Bronchospasm
Signs and symptoms include: expiratory wheeze, prolonged expiration, increased inflation pressures, desaturation, hypercapnia, upsloping capnograph trace, silent chest. Can occur alone or as part of another problem.
Wheeze: pulmonary oedema; ARDS; laryngospasm
Raised airway pressure: obstruction of larynx, trachea or bronchi; decreased lung compliance; pneumothorax
Salbutamol
Nebuliser: Child <5 yr, 2.5 mg; Adult and >5 yr 5 mg (Remove HME filter OR nebulise downstream)
i.v. bolus: Adult 250 µg diluted, slowly; Child 1–23 months 5 µg.kg⁻¹ once over 5 min; Child 2–17 years 15 µg.kg⁻¹ once over 5 min (max. 250 µg)

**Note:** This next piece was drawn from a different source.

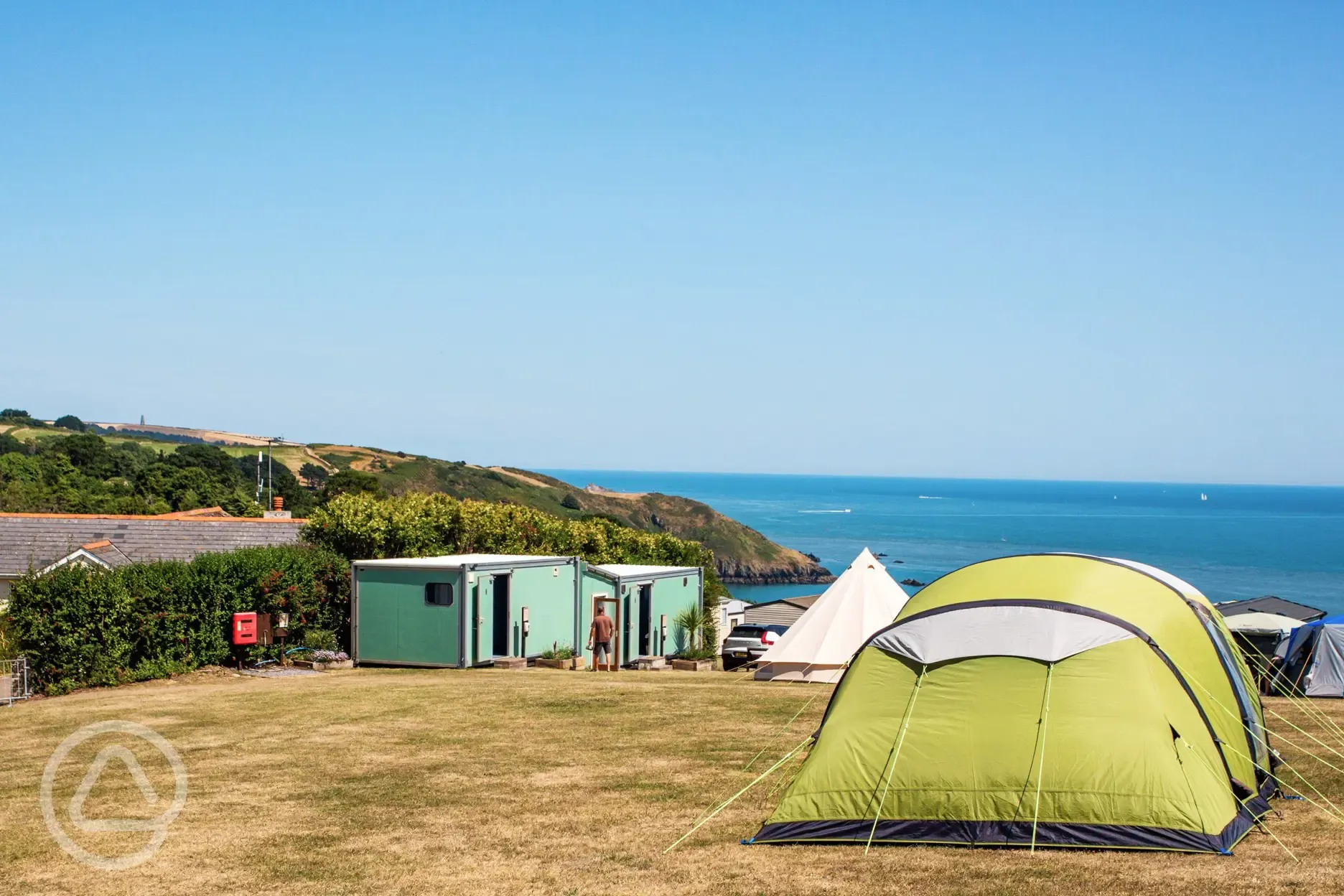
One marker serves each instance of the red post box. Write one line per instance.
(245, 627)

Adult i.v. infusion: 5–20 µg.min⁻¹
Child i.v. infusion: 0.5–1 µg.kg⁻¹.min⁻¹ (max. 20 µg.min⁻¹)
Ipratropium
Neb: 2–12 yr 0.25 mg; Adult 0.5 mg
Adrenaline
Neb: Child 0.5 ml of 1:1000
Neb: Adult 5 ml of 1:1000
i.m.: <6 mo 50 µg; <6 yr 120 µg; <12 yr 250 µg; Adult 500 µg
Slow i.v. bolus: 0.1–1 µg.kg⁻¹ (Adult 10–100 µg)
Magnesium
i.v. over 20 min: 50 mg.kg⁻¹ (Adult 2 g)
Ketamine
Bolus: Adult 20 mg
i.v. infusion: 1–3 mg.kg⁻¹.hr⁻¹
Aminophylline
i.v. over 20 min: 5 mg.kg⁻¹ (omit if already on theophylline)
i.v. infusion: <9 yr 1 mg.kg⁻¹.hr⁻¹; <16 yr 0.8 mg.kg⁻¹.h⁻¹; Adult 0.5 mg.kg⁻¹.h⁻¹
Hydrocortisone
4 mg.kg⁻¹ (Adult 200 mg)
Consider tracheal intubation and tracheal toilet.
Use nasogastric tube to aspirate gastric contents.
Increase expiratory time to allow complete expiration.
Pressure control ventilation may be better.
Be alert to 'breath stacking'.
Permissive hypercapnia may be appropriate.